2025/12/20 11時ごろ、近鉄京都線・新祝園駅近くの踏切で京都発橿原神宮前行きの特急列車と軽乗用車が衝突し、約200mほど押し進んで列車は停車した。
軽乗用車は炎上し特急列車にも延焼、さらに新祝園駅を出発直後の急行列車にも接触し、近鉄京都線は20時ごろまで不通となった。
踏切手前で停車していた自動車に軽乗用車が追突、押されて自動車は踏切内へ入れられたが何とか運転して踏切から脱出。
追突した軽乗用車も踏切内へ侵入し特急列車と衝突したようです。
急病によって意識がなかったのか、飲酒等があったのか、はたまたブレーキとアクセルの踏み間違いで衝突し、気が動転して何もできなかったのかはわかりませんが、踏切手前で停車中に後続の車に押され、遮断桿が閉まる踏切へ入れられた運転手さんは生きた心地がしなかったでしょうね。
本当によく脱出できたものだと思います。
報道では乗客乗務員ともにけが人はいないとの報道ですが、特急列車の運転士は車と衝突した衝撃をもろに受けていますし、その場では当然ですが興奮しているし、旅客の避難誘導や消火活動、指令などとのやり取りなどで自身の身体の状態なんて気に留める隙も無い。
所属している乗務区や警察での事情聴取を終え、少し心が落ち着いたころに足が痛いなと思ってズボンをめくると、どこかにぶつけて大きな青あざができているとか、何だか首の調子が……、なんてことも起きます。

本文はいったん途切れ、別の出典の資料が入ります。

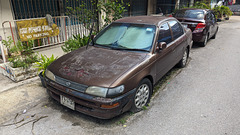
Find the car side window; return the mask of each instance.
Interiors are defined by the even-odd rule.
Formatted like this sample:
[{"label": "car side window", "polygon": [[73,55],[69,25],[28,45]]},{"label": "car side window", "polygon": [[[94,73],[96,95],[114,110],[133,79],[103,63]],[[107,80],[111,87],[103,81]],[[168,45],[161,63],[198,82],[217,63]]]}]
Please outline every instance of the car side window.
[{"label": "car side window", "polygon": [[166,42],[167,44],[172,41],[172,35],[168,23],[164,23],[160,26],[158,42]]},{"label": "car side window", "polygon": [[173,39],[177,39],[184,34],[181,24],[177,21],[169,21],[169,25],[172,29]]}]

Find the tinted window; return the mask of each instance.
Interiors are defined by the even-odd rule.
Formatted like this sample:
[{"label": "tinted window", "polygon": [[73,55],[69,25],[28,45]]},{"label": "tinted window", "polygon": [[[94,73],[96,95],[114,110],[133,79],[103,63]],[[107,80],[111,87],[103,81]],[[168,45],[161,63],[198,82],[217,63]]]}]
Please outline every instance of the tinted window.
[{"label": "tinted window", "polygon": [[175,17],[203,19],[204,12],[202,10],[179,10],[176,12]]},{"label": "tinted window", "polygon": [[149,51],[155,30],[154,25],[112,23],[98,34],[94,42],[111,48]]},{"label": "tinted window", "polygon": [[166,42],[167,44],[172,41],[172,35],[167,23],[160,26],[158,42]]},{"label": "tinted window", "polygon": [[183,35],[183,28],[177,21],[170,21],[169,25],[172,29],[174,40]]}]

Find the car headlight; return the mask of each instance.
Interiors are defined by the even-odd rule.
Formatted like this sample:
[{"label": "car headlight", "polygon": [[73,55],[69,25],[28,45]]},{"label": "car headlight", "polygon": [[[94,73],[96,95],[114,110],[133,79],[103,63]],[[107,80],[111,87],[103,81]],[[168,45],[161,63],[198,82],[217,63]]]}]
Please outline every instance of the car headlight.
[{"label": "car headlight", "polygon": [[90,86],[87,88],[86,93],[99,97],[115,96],[124,91],[124,85],[115,88],[102,88],[96,86]]},{"label": "car headlight", "polygon": [[49,71],[48,69],[45,71],[45,76],[49,79],[51,79],[52,81],[55,81],[55,75]]}]

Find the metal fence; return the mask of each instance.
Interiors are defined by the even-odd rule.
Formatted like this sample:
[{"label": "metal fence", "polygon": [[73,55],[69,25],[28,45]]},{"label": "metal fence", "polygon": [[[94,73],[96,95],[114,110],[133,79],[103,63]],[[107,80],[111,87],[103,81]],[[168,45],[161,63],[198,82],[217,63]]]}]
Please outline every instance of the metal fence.
[{"label": "metal fence", "polygon": [[[37,18],[37,19],[41,19],[41,18]],[[23,21],[23,20],[30,20],[30,19],[21,19],[21,20],[3,22],[2,27],[4,32],[4,38],[7,39],[8,36],[11,36],[15,44],[19,40],[19,34],[16,27],[16,22]],[[74,34],[72,31],[73,26],[71,26],[71,21],[68,16],[53,17],[53,22],[57,24],[57,26],[59,27],[59,31],[60,31],[59,35],[48,37],[48,38],[36,39],[34,41],[33,49],[61,44],[72,37],[72,35]]]},{"label": "metal fence", "polygon": [[[20,20],[43,18],[50,14],[53,16],[53,22],[58,25],[60,34],[35,40],[34,49],[64,43],[73,35],[88,35],[89,30],[79,21],[76,14],[68,14],[67,7],[76,8],[85,3],[85,9],[95,8],[90,0],[10,0],[10,3],[15,20],[2,23],[5,40],[8,36],[12,36],[14,42],[19,39],[16,22]],[[98,20],[95,20],[95,23],[97,22]]]}]

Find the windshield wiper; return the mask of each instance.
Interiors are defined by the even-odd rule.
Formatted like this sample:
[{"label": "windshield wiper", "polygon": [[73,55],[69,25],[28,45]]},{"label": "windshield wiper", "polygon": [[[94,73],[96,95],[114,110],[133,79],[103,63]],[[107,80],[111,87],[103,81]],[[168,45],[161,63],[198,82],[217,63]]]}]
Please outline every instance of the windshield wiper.
[{"label": "windshield wiper", "polygon": [[[120,45],[119,45],[119,46],[120,46]],[[115,49],[115,50],[127,50],[127,51],[149,52],[148,50],[144,50],[144,49],[127,48],[127,47],[124,47],[124,46],[120,46],[120,47],[112,47],[112,49]]]}]

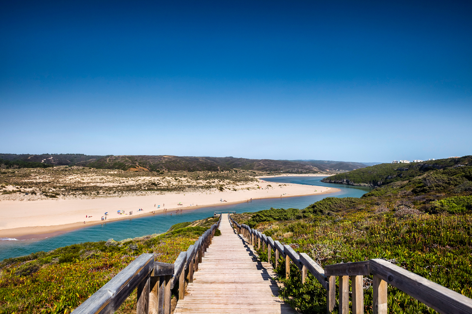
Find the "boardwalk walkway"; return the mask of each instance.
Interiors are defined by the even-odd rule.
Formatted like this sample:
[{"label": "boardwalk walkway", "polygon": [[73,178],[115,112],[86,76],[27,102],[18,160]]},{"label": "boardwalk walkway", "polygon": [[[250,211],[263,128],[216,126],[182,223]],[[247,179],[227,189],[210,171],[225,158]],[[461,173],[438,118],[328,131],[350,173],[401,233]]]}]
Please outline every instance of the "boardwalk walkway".
[{"label": "boardwalk walkway", "polygon": [[277,297],[272,266],[257,261],[253,246],[233,230],[227,214],[219,230],[221,235],[213,238],[174,314],[296,313]]}]

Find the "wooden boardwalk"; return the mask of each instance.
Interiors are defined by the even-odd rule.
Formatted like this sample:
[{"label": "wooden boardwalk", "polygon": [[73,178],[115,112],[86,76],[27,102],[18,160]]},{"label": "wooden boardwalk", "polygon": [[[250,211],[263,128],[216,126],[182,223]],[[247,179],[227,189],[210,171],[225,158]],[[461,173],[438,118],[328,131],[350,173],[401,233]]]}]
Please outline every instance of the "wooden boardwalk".
[{"label": "wooden boardwalk", "polygon": [[174,314],[296,313],[278,297],[271,265],[257,261],[253,246],[234,231],[227,214],[219,230]]}]

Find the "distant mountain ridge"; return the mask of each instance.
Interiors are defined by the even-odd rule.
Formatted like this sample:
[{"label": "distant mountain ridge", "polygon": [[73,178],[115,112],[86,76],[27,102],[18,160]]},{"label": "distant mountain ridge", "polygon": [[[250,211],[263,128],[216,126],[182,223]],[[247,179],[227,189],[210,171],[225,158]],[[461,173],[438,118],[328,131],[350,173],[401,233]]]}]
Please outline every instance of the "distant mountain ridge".
[{"label": "distant mountain ridge", "polygon": [[[351,185],[380,186],[397,181],[413,179],[432,170],[459,168],[466,170],[465,172],[468,174],[464,177],[468,179],[472,178],[471,177],[472,176],[471,166],[472,156],[405,164],[383,163],[346,173],[339,173],[325,177],[321,182]],[[425,183],[427,185],[433,184],[434,182]],[[451,185],[452,183],[450,185]]]},{"label": "distant mountain ridge", "polygon": [[86,166],[105,156],[84,154],[7,154],[0,153],[0,158],[11,161],[21,161],[42,162],[56,166]]},{"label": "distant mountain ridge", "polygon": [[274,160],[251,159],[233,156],[178,156],[168,155],[106,156],[84,154],[0,154],[0,158],[10,161],[34,161],[57,166],[82,166],[127,171],[172,170],[222,171],[241,170],[317,173],[351,171],[365,168],[361,162],[310,160]]}]

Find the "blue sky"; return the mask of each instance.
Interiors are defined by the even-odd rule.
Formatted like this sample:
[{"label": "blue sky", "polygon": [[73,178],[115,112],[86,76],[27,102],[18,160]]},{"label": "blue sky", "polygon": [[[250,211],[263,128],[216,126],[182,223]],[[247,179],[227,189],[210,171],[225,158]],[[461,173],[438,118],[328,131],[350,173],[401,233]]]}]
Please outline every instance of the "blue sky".
[{"label": "blue sky", "polygon": [[2,153],[472,154],[470,2],[66,2],[3,4]]}]

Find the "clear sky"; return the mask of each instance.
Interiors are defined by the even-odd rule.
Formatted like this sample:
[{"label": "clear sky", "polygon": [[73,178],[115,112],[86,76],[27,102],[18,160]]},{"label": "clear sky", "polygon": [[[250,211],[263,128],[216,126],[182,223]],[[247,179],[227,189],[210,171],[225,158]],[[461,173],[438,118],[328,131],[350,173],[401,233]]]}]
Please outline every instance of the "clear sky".
[{"label": "clear sky", "polygon": [[5,1],[0,152],[472,154],[470,1]]}]

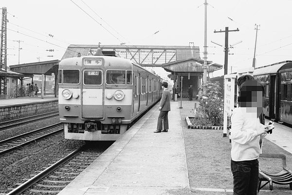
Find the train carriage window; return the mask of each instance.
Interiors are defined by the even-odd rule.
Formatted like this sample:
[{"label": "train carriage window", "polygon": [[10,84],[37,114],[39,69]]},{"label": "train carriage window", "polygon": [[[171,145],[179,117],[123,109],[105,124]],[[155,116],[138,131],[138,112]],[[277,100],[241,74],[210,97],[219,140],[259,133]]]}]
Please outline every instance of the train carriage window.
[{"label": "train carriage window", "polygon": [[127,71],[127,85],[133,84],[133,73],[131,70]]},{"label": "train carriage window", "polygon": [[284,84],[284,99],[287,100],[288,98],[288,85],[287,84]]},{"label": "train carriage window", "polygon": [[136,77],[136,79],[137,80],[137,82],[136,83],[136,84],[137,85],[137,95],[138,96],[139,95],[139,77]]},{"label": "train carriage window", "polygon": [[143,94],[143,78],[140,78],[140,93]]},{"label": "train carriage window", "polygon": [[63,69],[61,77],[62,84],[79,84],[80,82],[79,70]]},{"label": "train carriage window", "polygon": [[102,84],[102,72],[100,70],[85,70],[83,75],[84,85],[101,85]]}]

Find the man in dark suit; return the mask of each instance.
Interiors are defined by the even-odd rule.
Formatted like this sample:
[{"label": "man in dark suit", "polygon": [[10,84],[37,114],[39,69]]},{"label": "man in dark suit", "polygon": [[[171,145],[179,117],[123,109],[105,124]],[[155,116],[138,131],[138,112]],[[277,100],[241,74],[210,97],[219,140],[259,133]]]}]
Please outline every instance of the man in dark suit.
[{"label": "man in dark suit", "polygon": [[170,111],[170,92],[167,90],[168,84],[166,82],[162,83],[163,89],[162,97],[159,104],[160,113],[157,121],[157,129],[154,133],[167,132],[168,131],[168,111]]}]

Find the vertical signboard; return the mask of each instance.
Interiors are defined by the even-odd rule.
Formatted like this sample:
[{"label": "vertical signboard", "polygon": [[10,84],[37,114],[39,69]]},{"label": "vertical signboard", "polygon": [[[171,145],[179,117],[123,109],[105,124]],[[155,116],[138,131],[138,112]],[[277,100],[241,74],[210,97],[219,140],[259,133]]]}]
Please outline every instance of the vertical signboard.
[{"label": "vertical signboard", "polygon": [[236,74],[224,76],[224,113],[223,121],[223,136],[227,135],[227,118],[231,115],[234,108],[235,80]]}]

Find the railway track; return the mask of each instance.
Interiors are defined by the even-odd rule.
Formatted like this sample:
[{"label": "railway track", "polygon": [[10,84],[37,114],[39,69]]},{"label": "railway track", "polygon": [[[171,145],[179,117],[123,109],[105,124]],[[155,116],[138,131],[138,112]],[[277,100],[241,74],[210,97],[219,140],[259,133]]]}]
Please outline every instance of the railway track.
[{"label": "railway track", "polygon": [[57,194],[103,152],[91,150],[85,144],[23,183],[16,184],[18,187],[7,195]]},{"label": "railway track", "polygon": [[58,116],[58,111],[55,111],[0,122],[0,131],[11,127],[14,127],[17,126],[19,126],[24,124],[28,123],[36,120],[57,117]]},{"label": "railway track", "polygon": [[63,130],[59,122],[0,141],[0,155]]}]

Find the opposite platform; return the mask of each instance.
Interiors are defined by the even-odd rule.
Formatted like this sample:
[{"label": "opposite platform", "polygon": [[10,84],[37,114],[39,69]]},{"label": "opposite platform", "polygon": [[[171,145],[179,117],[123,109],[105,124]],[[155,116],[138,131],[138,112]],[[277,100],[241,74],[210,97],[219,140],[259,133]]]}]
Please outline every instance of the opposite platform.
[{"label": "opposite platform", "polygon": [[153,133],[155,106],[58,195],[165,195],[189,188],[180,110],[177,102],[171,106],[168,133]]},{"label": "opposite platform", "polygon": [[43,99],[41,98],[40,96],[33,97],[19,97],[10,99],[0,99],[0,107],[7,107],[43,101],[56,101],[57,100],[58,98],[55,98],[54,95],[45,96]]}]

私の後輩で踏切で乗用車と接触事故を起こした運転士は、数日後になって首の痛みに気付いて受診し、首だけではなく膝の不具合も医師に指摘され、そこから半年間休職したなんてことも現実にありましたから。
踏切障害物検知装置があり、遮断桿が閉まったあとに侵入した車を検知したとしても、当該踏切にかなり接近している列車は当該踏切までに停車することは不可能です。
あくまで踏切内に取り残された車を検知する装置であって、遮断状態の踏切に侵入した車を検知して列車を止める装置ではありませんから。
自動車程度の制動力があれば、かなりの事故を防げるようにはなると思います。
ただい自動車程度の制動力を鉄道車両に持たせるとすると、鉄道が経済的だと言われる惰行運転を犠牲にする必要が出てくると思うので、かなり難しいでしょうね。
それに現状の非常ブレーキでも入れた瞬間に投げ出される旅客は少なくないですから、今以上の制動力を非常ブレーキに持たせると、車内でのケガ人が相当増えるでしょうし。
今回の事故、大きな火が上がってはいますが、近鉄の車両は軽乗用車と衝突した特急車両も巻き添えを食う形の急行も車両の一部分は燃えましたが、火に包まれて全焼と言った事態にはなっていません。
鉄道に関する技術基準の第83条
「旅客車の車体は、予想される火災の発生および延焼を防ぐことができる構造および材質でなければならない」
この省令によって旅客車は難燃性の素材を用いることが求められており、この基準に沿って鉄道車両は作られているので、大きな列車火災には繋がなかったのでしょう。
もちろん絶対に燃え上がらないというものではなく、ある程度の時間と温度に耐えられるという構造なわけですが、特急車両は運転台部分のみの延焼で済んでいますし、急行車両は燃え上がったというよりは焦げたっていう感じでしょうか。
こういった部分も過去の大きな事故による経験が生きているんだなと思います。